Back at her lab was a new photo fax, in color, of a new ogoense, perhaps a new species, perhaps not an ogoense at all. A black hand cupped it against the photo tank glass to hold it in focus.

Sarafina took the elevator up to Thomas’s office and asked, “Why did you fax my photo to the Gabonese?”

“I didn’t send your photograph to the Gabonese,” Thomas said calmly.

“I saw the fax.”

“Faxes can be faked. Letterhead can be stolen.”

Sarafina said, “How would they know what letterhead to fake? Whose signature to forge?”

Thomas just looked at her from behind his desk, his beard trembling slightly. “They aren’t savages. They read journals.”

“Why would they do that? How would they know I smuggle out fish?” Sarafina was outraged that Thomas could try to shift the moral ground so. He was a liar. She’d only told him about her fish-collecting trips because she thought he’d sympathize. She added, “The man who arrested me killed the fish.”

“You killed the fish. Why didn’t you apply for a proper export permit?”

“All the subspecies haven’t been identified. I’m not a certified icthyologist.”

“Right. You’ve been hired as a technician for the Human Genome Project.”

“You weren’t hired to inform for Gabonese customs!”

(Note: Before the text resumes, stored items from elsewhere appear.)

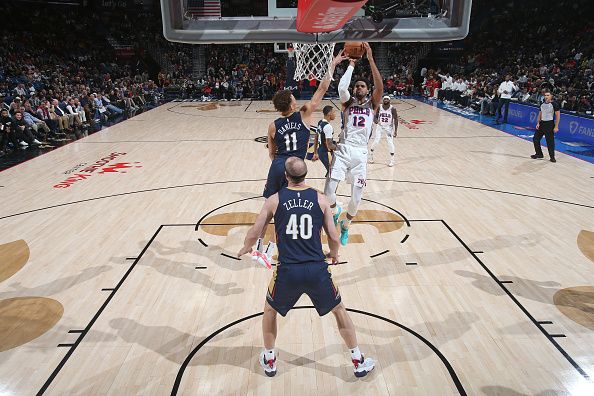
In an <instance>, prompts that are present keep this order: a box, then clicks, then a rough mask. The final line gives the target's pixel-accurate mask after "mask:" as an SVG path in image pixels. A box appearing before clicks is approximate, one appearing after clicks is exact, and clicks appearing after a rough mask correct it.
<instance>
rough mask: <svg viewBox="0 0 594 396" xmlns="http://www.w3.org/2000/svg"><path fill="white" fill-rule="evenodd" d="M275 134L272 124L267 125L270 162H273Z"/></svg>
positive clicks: (274, 147)
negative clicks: (267, 127)
mask: <svg viewBox="0 0 594 396" xmlns="http://www.w3.org/2000/svg"><path fill="white" fill-rule="evenodd" d="M275 133H276V130H275V127H274V122H271V123H270V125H268V156H269V157H270V161H273V160H274V157H275V156H276V142H275V141H274V134H275Z"/></svg>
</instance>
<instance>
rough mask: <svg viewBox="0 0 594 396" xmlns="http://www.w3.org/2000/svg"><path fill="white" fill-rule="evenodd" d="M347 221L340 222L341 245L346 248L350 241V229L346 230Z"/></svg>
mask: <svg viewBox="0 0 594 396" xmlns="http://www.w3.org/2000/svg"><path fill="white" fill-rule="evenodd" d="M345 221H346V220H343V221H341V222H340V244H341V245H342V246H346V244H347V242H348V241H349V229H348V228H344V223H345Z"/></svg>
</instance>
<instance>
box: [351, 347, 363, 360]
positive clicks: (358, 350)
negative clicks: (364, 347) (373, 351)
mask: <svg viewBox="0 0 594 396" xmlns="http://www.w3.org/2000/svg"><path fill="white" fill-rule="evenodd" d="M350 351H351V359H353V360H358V361H361V351H360V350H359V347H358V346H356V347H354V348H353V349H351V350H350Z"/></svg>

“I said it was faked. Did you bring a copy back with you?”

Sarafina knew where this would go. She almost told Thomas that he’d gotten her raped, but realized that she couldn’t prove that either. All the evidence was back in Africa. “I got some fish out anyway.”

“An environmentally destructive hobby.”

“Not at all. We give ornamental fish-exporting nations a reason to leave forest strips around rivers.”

“Fish collecting is a by-product of the logging industry. Fish started coming from the Rio Xingu only after the logging crews arrived. The environment is raped when the fish come out of it.”